Updated on October 17, 2014

Dog Leashes

Dog leashes are used to control dogs and keep them from straying too far from their human. Leashes are also a crucial part of any dog training program. Leashes are particularly important for dogs to wear when they are in areas with heavy car traffic or where they might easily get lost or otherwise harmed.

The following are all styles of dog leash:

Happy dog with his leash

A happy dog holding his leash.
A happy dog holding his leash. | Source

Standard Leash

The standard leash is 6' long and made of either nylon or leather. If made of leather, the leash can be flat or braided. This length of lead is good for standard walks with your dog as it is long enough to allow your dog some freedom to sniff around and go potty, but keeps the dog in a relatively restricted area. Standard leashes are good choices for many dogs while dog training. The 6' length gives enough room to practice stays and short comes, but isn't long enough for you to lose control.

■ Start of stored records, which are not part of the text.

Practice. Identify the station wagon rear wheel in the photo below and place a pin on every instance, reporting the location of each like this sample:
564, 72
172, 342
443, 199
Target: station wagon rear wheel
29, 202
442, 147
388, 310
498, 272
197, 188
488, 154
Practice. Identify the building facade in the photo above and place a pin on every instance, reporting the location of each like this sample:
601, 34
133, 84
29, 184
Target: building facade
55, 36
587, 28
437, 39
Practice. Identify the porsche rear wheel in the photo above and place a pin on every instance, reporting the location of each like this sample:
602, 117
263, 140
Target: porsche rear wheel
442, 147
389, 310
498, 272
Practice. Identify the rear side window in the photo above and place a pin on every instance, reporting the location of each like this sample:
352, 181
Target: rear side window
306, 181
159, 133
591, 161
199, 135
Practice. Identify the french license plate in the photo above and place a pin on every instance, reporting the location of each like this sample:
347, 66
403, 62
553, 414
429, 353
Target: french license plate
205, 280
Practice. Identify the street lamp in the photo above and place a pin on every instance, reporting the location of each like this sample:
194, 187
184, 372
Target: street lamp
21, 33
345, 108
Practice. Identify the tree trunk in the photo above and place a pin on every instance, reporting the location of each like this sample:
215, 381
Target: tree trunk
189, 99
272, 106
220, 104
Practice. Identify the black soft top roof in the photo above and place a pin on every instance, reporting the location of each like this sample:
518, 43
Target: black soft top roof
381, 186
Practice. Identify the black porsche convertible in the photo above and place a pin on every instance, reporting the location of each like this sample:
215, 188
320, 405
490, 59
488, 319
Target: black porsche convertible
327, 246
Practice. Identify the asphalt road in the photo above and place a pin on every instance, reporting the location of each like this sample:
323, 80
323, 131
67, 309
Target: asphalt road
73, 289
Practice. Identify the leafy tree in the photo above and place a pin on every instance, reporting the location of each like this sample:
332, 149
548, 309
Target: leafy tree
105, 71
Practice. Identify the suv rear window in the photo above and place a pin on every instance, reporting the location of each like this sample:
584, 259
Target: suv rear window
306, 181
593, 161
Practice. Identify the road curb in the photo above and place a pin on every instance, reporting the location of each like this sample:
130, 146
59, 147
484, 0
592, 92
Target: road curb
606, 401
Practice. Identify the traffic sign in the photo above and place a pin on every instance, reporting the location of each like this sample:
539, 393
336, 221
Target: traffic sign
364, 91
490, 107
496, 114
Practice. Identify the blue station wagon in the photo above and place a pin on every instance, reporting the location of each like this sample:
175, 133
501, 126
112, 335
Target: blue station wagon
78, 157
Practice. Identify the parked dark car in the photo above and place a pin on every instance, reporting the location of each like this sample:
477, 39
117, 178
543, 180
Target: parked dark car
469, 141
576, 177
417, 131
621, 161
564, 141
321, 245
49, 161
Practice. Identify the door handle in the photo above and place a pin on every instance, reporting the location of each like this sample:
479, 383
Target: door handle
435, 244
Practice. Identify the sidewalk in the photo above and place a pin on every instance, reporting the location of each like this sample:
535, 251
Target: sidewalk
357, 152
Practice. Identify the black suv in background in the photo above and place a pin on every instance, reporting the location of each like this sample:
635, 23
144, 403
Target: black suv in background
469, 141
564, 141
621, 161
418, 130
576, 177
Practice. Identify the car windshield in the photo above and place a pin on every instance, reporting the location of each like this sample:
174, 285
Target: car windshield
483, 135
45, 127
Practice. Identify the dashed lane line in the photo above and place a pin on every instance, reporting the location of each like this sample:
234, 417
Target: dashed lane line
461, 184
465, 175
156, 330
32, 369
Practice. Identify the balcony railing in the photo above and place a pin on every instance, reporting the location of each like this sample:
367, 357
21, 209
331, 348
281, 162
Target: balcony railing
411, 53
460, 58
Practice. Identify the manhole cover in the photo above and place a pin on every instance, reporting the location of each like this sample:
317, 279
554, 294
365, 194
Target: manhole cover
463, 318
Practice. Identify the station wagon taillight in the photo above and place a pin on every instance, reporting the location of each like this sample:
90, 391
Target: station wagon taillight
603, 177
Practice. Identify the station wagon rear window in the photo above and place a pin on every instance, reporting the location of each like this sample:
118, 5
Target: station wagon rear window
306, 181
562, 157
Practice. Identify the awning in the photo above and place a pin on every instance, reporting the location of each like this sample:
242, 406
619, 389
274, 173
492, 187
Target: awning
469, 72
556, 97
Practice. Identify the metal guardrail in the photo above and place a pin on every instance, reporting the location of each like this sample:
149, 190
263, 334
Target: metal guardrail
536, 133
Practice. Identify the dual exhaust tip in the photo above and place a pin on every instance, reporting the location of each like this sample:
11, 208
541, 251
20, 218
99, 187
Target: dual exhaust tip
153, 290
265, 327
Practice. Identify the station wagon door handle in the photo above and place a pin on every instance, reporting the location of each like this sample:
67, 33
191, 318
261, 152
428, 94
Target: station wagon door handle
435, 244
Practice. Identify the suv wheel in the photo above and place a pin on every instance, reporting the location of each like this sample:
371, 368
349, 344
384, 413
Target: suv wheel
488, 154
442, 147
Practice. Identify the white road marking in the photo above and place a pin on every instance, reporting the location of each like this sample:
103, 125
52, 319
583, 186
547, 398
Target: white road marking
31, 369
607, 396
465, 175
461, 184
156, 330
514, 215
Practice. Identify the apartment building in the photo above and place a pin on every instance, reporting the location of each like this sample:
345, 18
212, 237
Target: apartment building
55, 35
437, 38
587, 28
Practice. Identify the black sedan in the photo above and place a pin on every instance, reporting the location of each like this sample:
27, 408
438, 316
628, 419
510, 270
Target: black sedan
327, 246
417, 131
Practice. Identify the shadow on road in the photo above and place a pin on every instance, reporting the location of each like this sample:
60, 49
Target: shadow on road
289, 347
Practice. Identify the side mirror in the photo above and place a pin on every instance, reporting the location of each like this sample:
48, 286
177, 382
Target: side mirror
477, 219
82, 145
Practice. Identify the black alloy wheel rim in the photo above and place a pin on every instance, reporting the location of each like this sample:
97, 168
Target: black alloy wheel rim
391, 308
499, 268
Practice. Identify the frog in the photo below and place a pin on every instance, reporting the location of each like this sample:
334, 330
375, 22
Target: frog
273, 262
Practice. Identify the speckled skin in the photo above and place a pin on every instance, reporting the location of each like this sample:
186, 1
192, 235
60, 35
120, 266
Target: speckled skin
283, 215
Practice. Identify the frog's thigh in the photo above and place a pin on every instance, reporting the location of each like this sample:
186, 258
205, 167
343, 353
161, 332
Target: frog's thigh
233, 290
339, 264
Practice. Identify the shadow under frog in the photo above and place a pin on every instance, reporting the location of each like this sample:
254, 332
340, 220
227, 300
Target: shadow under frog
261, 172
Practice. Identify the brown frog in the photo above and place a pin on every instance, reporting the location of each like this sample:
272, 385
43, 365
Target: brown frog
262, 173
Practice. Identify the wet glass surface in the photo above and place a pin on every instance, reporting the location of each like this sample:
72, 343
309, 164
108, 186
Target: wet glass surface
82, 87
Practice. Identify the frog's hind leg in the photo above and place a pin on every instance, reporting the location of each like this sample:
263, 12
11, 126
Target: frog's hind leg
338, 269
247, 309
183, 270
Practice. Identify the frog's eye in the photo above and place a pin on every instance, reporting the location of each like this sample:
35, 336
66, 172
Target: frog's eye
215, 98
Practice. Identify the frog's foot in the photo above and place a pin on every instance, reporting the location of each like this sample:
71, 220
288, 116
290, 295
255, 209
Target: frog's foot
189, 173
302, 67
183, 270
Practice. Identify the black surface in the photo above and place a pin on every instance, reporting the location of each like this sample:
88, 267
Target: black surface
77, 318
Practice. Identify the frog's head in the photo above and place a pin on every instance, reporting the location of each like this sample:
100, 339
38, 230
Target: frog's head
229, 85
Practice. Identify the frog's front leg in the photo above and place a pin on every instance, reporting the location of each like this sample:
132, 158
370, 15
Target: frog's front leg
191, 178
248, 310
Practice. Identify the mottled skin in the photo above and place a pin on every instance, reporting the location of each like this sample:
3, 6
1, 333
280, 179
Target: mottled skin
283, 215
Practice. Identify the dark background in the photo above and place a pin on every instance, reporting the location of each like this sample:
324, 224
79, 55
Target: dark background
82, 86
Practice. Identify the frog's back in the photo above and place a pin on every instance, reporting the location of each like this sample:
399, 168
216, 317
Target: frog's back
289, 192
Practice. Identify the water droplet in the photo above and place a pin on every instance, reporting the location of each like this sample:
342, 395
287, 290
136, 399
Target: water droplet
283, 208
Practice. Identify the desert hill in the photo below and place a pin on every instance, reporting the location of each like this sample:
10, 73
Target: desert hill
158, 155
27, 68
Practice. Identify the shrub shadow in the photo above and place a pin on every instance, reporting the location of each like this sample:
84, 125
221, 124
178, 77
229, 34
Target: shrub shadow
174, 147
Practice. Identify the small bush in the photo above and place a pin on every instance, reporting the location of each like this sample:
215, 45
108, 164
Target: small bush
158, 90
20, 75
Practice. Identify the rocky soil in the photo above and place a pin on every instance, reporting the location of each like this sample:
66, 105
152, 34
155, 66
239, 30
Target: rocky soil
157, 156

There are also 4' standard leads. These leashes are best for keeping close control of your dog as they really allow no room for a dog to move around away from their handler. Thus these leads are better when you need to walk in a controlled fashion or in an area with heavy traffic than when you need to take your dog on a potty break.

Leather vs. Nylon? Each material has its supporters. Nylon leashes come in many bright colors and they can be sterilized. If you're spendinging a lot of time around dogs that are more likely to be ill – say an animal shelter – a nylon leash is a better bet than leather because the leather leash can't be sterilized. However, a nylon leash becomes slick fairly easily which can make it harder to grip than a leather leash. Leather leashes are also partcularly durable – which is why they tend to be more expensive than nylon leashes.

Chain Leashes

A chain leash looks just like what it sounds – a series of chain links with a handle and clip. Chain links can be heavy and some people like the look of them – especially when walking with big dogs. There are smaller, more delicate chain leashes available as well.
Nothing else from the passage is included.